Not all of Dr. Levitin's idea have been easily accepted. He argues, for
example, that music is an evolutionary adaptation: something that men
developed as a way to demonstrate reproductive fitness. (Before you laugh,
consider the sex lives of today's male rock stars.) Music also helped social
groups cohere. "Music has got to be useful for survival, or we would have
gotten rid of it years ago," he said.

But Steven Pinker, a cognitive scientist at Harvard known for his defense of
evolutionary psychology, has publicly disparaged this idea. Dr. Pinker has
called music "auditory cheesecake," something pleasant but not
evolutionarily nutritious. If it is a sexual signal for reproduction, then
why, Dr. Pinker asked, does "a 60-year-old woman enjoy listening to
classical music when she's alone at home?" Dr. Levitin wrote an entire
chapter refuting Dr. Pinker's arguments; when I asked Dr. Pinker about Dr.
Levitin's book he said he hadn't read it.

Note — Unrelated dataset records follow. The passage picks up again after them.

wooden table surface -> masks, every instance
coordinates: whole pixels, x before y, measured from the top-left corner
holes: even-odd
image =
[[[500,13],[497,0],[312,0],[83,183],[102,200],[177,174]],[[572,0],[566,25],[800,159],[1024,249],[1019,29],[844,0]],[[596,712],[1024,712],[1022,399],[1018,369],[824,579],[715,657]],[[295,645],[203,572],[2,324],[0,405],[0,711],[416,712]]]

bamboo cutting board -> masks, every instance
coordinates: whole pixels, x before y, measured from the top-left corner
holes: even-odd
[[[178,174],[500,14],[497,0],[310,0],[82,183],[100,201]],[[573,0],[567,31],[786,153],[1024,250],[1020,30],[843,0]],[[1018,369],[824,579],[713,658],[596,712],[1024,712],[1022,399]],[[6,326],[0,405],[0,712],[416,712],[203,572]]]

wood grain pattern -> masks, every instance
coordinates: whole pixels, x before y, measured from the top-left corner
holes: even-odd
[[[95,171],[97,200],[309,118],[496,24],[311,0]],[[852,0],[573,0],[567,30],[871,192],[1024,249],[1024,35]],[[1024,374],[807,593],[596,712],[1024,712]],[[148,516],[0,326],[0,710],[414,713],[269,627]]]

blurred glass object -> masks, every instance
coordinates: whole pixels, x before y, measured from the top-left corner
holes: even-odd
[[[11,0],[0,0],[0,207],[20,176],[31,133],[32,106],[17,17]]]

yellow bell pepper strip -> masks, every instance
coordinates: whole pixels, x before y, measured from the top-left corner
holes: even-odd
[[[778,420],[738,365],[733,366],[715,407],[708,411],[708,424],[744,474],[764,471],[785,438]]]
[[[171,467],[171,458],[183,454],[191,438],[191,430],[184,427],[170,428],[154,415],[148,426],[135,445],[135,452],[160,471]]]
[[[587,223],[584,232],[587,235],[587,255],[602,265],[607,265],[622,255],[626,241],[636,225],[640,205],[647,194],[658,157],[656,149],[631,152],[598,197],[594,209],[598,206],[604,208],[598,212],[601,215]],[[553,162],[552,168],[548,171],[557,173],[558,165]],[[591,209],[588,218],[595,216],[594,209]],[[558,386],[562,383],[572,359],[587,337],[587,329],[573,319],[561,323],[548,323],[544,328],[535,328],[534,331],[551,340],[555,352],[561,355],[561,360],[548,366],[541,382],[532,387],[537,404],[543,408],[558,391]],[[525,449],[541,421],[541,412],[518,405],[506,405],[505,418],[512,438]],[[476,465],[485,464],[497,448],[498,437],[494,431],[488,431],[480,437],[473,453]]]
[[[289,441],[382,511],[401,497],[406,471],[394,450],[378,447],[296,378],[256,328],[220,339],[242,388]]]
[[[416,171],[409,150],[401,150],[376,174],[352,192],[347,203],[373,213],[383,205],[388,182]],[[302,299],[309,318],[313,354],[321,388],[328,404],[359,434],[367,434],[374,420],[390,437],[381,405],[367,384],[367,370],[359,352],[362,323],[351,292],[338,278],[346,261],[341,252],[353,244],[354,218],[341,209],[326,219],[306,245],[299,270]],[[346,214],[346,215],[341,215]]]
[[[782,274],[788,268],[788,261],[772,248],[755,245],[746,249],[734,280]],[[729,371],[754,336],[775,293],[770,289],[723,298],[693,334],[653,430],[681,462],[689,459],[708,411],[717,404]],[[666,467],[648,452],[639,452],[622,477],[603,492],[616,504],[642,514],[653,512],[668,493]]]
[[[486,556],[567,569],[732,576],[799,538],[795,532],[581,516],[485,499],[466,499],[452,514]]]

Nonetheless Dr. Levitin plugs on, and sometimes still plugs in. He continues
to perform music, doing several gigs a year with Diminished Faculties, a
ragtag band composed entirely of professors and students at McGill. On a
recent December afternoon members assembled in a campus ballroom to do a
sound check for their performance that evening at a holiday party. Playing a
blue Stratocaster, Dr. Levitin crooned the Chris Isaak song "Wicked Game."
"I'm not a great guitarist, and I'm not a great singer," he said.

But he is not bad, either, and still has those producer's ears. When "Wicked
Game" ended, the bass player began noodling idly, playing the first few
notes of a song that seemed instantly familiar to all the younger students
gathered. "That's Nirvana, right?" Dr. Levitin said, cocking his head and
squinting. " 'Come As You Are.' I love that song."